11:30* Fasted Cardio *- 15 minute bike, 6Km

12:00 Meal 1 - 3 egg, 50g ham omelette,10g cheddar, 40ml milk for tea, 25g whey in water

16:15 Meal 2 - 50g whey in water

17:00 Meal 3 - 160g chicken, 50g bacon, 45g romaine, 30g cucumber, 10ml dressing, 40ml milk for tea

20:30 Meal 4 - 120g peppered mackerel, 80g cauliflower, 60g broccoli, 40ml milk for tea

22:30 Meal 5 - 50g whey in water, 20g peanut butter, green tea with pomegranate

*Food Totals* 1953 KCals, 209g Protein , 105g Fat, 43g Carbs, 2/3 ltrs water

Only 15 mins cardio done today on the bike, but spent most of the day re-organising my house to make room for my new cardio equipment

Watch Worlds Strongest Man. Dartford boy Terry Hollands done us proud!

Going to order treadmill tomorrow


----------



## Marrsy86 (Dec 13, 2011)

Been splashing out in the sales Tass ?

I have been looking at a treadmill or an indoor bike for my mam as she doesn't have the confidence to run or ride outside.


----------



## Tassotti (Feb 27, 2011)

Marrsy86 said:


> Been splashing out in the sales Tass ?
> 
> I have been looking at a treadmill or an indoor bike for my mam as she doesn't have the confidence to run or ride outside.

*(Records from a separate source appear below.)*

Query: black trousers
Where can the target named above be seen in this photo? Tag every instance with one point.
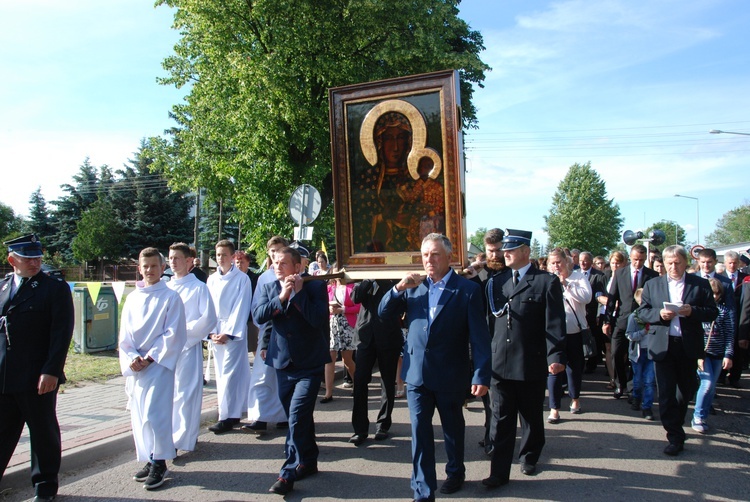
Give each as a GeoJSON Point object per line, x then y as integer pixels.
{"type": "Point", "coordinates": [511, 398]}
{"type": "Point", "coordinates": [620, 346]}
{"type": "Point", "coordinates": [40, 414]}
{"type": "Point", "coordinates": [676, 382]}
{"type": "Point", "coordinates": [366, 358]}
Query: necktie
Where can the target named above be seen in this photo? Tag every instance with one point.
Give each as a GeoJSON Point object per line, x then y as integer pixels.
{"type": "Point", "coordinates": [20, 285]}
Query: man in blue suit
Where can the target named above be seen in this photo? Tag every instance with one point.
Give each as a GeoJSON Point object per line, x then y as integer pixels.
{"type": "Point", "coordinates": [446, 315]}
{"type": "Point", "coordinates": [676, 305]}
{"type": "Point", "coordinates": [298, 349]}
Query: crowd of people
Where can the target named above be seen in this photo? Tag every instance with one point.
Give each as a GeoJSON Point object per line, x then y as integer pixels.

This is the one I'm going to get

http://www.sportandleisureuk.com/catalog/index.php?main_page=product_info&cPath=17&products_id=2593

It says reduced from £1200 which I can quite believe. I searched a lot and equivalent ones to this are about £1300-£1500

It's a pretty heavy duty one (yeah, yeah it needs to be)

The cheaper ones have a smaller running area and are a lot lighter so wobble all over the shop


----------



## Marrsy86 (Dec 13, 2011)

Looks like a Gucci bit of kit but no idea when it comes to price.

I have been looking at a power rack for at home but the cost of weights seems crazy!


----------



## Tassotti (Feb 27, 2011)

The way I look at the weights stuff (not the treadmill) is that it's a one-off purchase. A good rack, barbell and set of weights will last a lifetime. You may well add to it, but that initial purchase will last forever


----------



## Mingster (Mar 25, 2011)

I picked up 300kg of Olympic plates on ebay recently for £240.


----------



## Tassotti (Feb 27, 2011)

Mingster said:


> I picked up 300kg of Olympic plates on ebay recently for £240.


Absolute bargain...


----------



## Mingster (Mar 25, 2011)

Tassotti said:


> Absolute bargain...


Yes, they were. You've got to be patient though. I've seen sets go for much higher prices. Just keep watching and sooner or later a set will come along that's a bargain.


----------



## Marrsy86 (Dec 13, 2011)

Fair point Tass.

I will keep and eye out for stuff on eBay Ming. You got yourself a right bargain there.


----------



## switch (Jan 5, 2011)

Want a race to 10% weight reduction ?


----------



## Tassotti (Feb 27, 2011)

switch said:


> Want a race to 10% weight reduction ?


I shall accept that challenge my good man!

How about we put 10 grand on it to make it fun?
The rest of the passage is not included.